Et en disant ces paroles le comte de Morcerf indiquait un fauteuil à Monte-Cristo, en même temps que lui-même s’asseyait en face de la fenêtre.

Quant à Monte-Cristo, tout en prenant le fauteuil désigné par le comte de Morcerf, il s’arrangea de manière à demeurer caché dans l’ombre des grands rideaux de velours, et à lire de là sur les traits empreints de fatigue et de soucis du comte toute une histoire de secrètes douleurs écrites dans chacune de ses rides venues avec le temps.

— Madame la comtesse, dit Morcerf, était à sa toilette lorsque le vicomte l’a fait prévenir de la visite qu’elle allait avoir le bonheur de recevoir ; elle va descendre, et dans dix minutes elle sera au salon.

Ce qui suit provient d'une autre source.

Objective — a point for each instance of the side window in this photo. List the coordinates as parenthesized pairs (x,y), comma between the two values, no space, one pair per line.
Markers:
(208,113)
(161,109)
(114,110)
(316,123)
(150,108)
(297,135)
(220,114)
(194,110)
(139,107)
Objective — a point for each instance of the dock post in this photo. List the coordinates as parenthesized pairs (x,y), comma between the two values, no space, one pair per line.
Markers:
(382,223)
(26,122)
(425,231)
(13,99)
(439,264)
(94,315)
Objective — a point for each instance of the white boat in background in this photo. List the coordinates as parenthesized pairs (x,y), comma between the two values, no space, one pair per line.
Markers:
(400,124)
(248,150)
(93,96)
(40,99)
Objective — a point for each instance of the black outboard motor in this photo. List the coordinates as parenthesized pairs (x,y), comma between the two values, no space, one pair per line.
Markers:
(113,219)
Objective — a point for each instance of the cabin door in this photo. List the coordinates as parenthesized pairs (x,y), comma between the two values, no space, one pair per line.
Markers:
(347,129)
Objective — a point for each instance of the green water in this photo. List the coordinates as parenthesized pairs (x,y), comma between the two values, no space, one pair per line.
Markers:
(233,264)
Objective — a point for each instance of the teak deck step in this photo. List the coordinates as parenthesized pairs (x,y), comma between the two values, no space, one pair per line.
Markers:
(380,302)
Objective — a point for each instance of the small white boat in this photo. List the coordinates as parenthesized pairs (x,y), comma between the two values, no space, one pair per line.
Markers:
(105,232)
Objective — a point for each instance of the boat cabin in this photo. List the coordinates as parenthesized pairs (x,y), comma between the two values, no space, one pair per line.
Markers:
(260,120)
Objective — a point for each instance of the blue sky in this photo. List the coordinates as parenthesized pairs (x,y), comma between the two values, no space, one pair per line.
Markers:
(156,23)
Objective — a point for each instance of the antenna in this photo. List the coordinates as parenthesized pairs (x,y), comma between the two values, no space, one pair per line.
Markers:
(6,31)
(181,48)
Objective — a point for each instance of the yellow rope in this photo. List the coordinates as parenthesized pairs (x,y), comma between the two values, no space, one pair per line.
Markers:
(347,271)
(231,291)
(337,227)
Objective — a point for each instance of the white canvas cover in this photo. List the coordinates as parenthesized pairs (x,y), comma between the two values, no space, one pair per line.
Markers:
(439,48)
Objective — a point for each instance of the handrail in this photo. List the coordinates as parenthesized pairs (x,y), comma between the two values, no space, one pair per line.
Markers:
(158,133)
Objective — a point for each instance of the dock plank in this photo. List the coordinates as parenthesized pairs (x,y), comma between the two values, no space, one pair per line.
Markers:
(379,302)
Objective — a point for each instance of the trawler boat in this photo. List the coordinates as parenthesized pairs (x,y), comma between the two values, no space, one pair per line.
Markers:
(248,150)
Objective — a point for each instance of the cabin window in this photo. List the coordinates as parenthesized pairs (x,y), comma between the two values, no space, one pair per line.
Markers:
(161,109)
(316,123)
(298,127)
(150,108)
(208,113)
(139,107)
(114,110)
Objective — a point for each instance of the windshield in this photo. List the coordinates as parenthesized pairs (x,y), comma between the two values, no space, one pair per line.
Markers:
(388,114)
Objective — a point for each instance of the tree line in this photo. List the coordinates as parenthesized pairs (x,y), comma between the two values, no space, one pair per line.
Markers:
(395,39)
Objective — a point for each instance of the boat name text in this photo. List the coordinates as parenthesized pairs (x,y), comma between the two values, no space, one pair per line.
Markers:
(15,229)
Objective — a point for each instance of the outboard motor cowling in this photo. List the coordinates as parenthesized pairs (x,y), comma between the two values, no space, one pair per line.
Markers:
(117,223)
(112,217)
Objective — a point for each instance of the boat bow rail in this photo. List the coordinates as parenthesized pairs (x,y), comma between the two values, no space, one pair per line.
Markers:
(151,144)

— C’est beaucoup d’honneur pour moi, dit Monte-Cristo, d’être ainsi, dès le jour de mon arrivée à Paris, mis en rapport avec un homme dont le mérite égale la réputation, et pour lequel la fortune, juste une fois, n’a pas fait d’erreur ; mais n’a-t-elle pas encore, dans les plaines de la Mitidja ou dans les montagnes de l’Atlas, un bâton de maréchal à vous offrir ?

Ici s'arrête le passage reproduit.